Petra, Susanne, Michael deuten auf ein Geburtsjahr in den 60ern, Özgur und Aishe auf eine bestimmte Ethnizität. Damaris Nüblin und Michael Zürn forschen zu Namen, wie die Eltern sie wählen und warum sie als soziale Marker fungieren. Ein ganze bestimmter Name geht dabei gar nicht mehr.

Ulrike Burgwinkel | 17.08.2017
    Rumpelstilzchen -  in einer Probe der Leipziger Oper wird das Märchen der Gebrüder Grimm vom Ballett des Hauses getanzt. Dabei zeigt die Koenigstochter dem Rumpelstilzchen verschiedene Vornamen.
    Aussagekraft von Namen: Sag mir, wie Du heißt, und ich weiß Bescheid (dpa / picture alliance / Volkmar Heinz)
    "Nomen est omen" – es ist abgedroschen, aber stimmt noch immer. Petra, Susanne, Michael zum Beispiel deuten auf ein Geburtsjahr in den 60ern; Günther, Renate oder Horst auf eines in den 50er Jahren.
    Max, Lea, Emma, Paul
    Heute wollen Eltern vor allem "wohlklingende" Namen und zum Nachnamen passende wie Max, Lea, Emma oder Paul… Eltern wollen Individualität und natürlich das Beste für ihre Kinder und geben sich entsprechend Mühe bei der Benamsung. Einschlägige Magazine schreiben schon von
    "Baby Name Anxiety" - Babynamen-Angst.
    Schwierigkeiten kann der Name zum Beispiel bei Bewerbungsschreiben jeder Art bereiten, trotz Antidiskriminierungsgesetz: Migrantisch geprägte Namen wie Muhamed, Özgür oder Aishe verringern die Chancen, Alexander hat bessere.
    Namen und ihre Konnotationen
    An der Uni Mainz forscht die Sprachwissenschaftlerin Professor Damaris Nübling über Namen und deren Konnotation, an der Uni Köln veröffentlichte der Wirtschaftspsychologe Dr. Michael Zürn letzten Monat seine Studie zu vertrauensbildenden Namen.
    Namen fungieren als soziale Marker. Das ist das Untersuchungsgebiet von Professor Damaris Nübling, Sprachwissenschaftlerin an der Uni Mainz. Neben dem Geschlecht lässt sich relativ problemlos das Alter der Person am Namen ablesen. Ein Karl-Heinz ist demnach älter als ein Finn.
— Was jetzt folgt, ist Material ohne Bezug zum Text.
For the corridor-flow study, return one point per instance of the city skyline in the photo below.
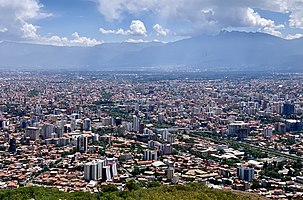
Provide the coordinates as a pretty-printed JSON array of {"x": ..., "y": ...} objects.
[{"x": 93, "y": 22}]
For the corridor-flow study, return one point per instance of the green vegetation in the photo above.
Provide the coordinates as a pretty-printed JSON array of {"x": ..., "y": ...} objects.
[{"x": 191, "y": 191}]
Vergleichsweise ebenfalls deutlich markiert ist die ethnische Herkunft.
    Ethnizität ist deutlich markiert
    "Ethnizität, auch Nationalität, wenn wir solche Schweizer Namen wir Urs und Beat anschauen, dann ist das Nationalität, die auf Vornamen markiert werden kann, natürlich auch Religion. Jüdische, christliche, muslimische Namen. Also eine ganze Reihe an sozialen Differenzen und nicht zuletzt auch Schicht-Informationen."
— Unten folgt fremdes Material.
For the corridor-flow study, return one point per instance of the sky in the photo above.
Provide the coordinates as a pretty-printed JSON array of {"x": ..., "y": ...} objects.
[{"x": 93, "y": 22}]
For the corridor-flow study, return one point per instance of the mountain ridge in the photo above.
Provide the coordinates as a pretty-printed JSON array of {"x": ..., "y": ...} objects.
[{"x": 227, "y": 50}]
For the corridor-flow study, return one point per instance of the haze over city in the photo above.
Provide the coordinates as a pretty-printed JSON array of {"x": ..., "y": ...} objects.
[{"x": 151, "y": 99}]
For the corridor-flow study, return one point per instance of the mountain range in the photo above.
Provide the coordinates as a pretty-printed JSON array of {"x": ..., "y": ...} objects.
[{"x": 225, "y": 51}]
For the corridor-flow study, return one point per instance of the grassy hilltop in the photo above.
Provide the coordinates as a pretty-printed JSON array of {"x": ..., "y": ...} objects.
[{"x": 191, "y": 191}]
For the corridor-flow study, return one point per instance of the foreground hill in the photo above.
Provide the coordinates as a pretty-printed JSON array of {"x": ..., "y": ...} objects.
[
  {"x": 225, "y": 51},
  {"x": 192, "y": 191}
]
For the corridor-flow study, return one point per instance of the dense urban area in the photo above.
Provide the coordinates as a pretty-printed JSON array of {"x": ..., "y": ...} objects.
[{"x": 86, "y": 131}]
    Diverse Studien. nicht nur in den Sozialwissenschaften, sondern ebenfalls in der Onomastik, der Namenskunde, beschäftigen sich mit diesen sozialen Markern. Allerdings gibt es keine Studien zur Motivation der Eltern bei der Auswahl des Namens für ihr Kind.
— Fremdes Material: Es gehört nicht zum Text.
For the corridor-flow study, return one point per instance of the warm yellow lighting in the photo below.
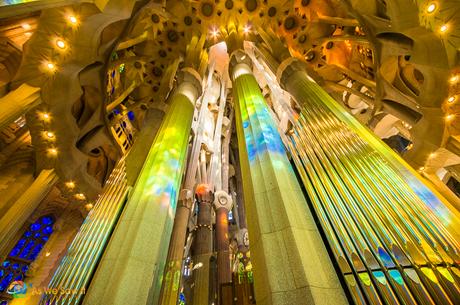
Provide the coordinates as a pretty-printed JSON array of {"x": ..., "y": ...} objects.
[
  {"x": 70, "y": 184},
  {"x": 50, "y": 66},
  {"x": 60, "y": 43},
  {"x": 52, "y": 151},
  {"x": 73, "y": 19},
  {"x": 49, "y": 135},
  {"x": 443, "y": 28},
  {"x": 44, "y": 116},
  {"x": 431, "y": 8},
  {"x": 214, "y": 32},
  {"x": 80, "y": 196}
]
    Eltern wollen Wohlklang
    "Was wir aber wissen, ist, dass die meisten Eltern, über 90 Prozent, heute sagen, dass der Name schön klingen muss. Was ist das? Ist das Passfähigkeit zum Familiennamen, sind das bestimmte Vokale, bestimmte Konsonanten. Da wird nie weiter gefragt. Sind das bestimmte Kulturen, an die er anklingt, vielleicht finden Manche italienische Namen per se schön oder auch nicht schön. Das heißt, das, was wir Euphonie oder Wohlklang nennen, das ist nie genau definiert worden. Aber es sagt uns zumindest doch, dass es den Menschen nicht um die wörtliche, um die etymologische Bedeutung eines Namens geht."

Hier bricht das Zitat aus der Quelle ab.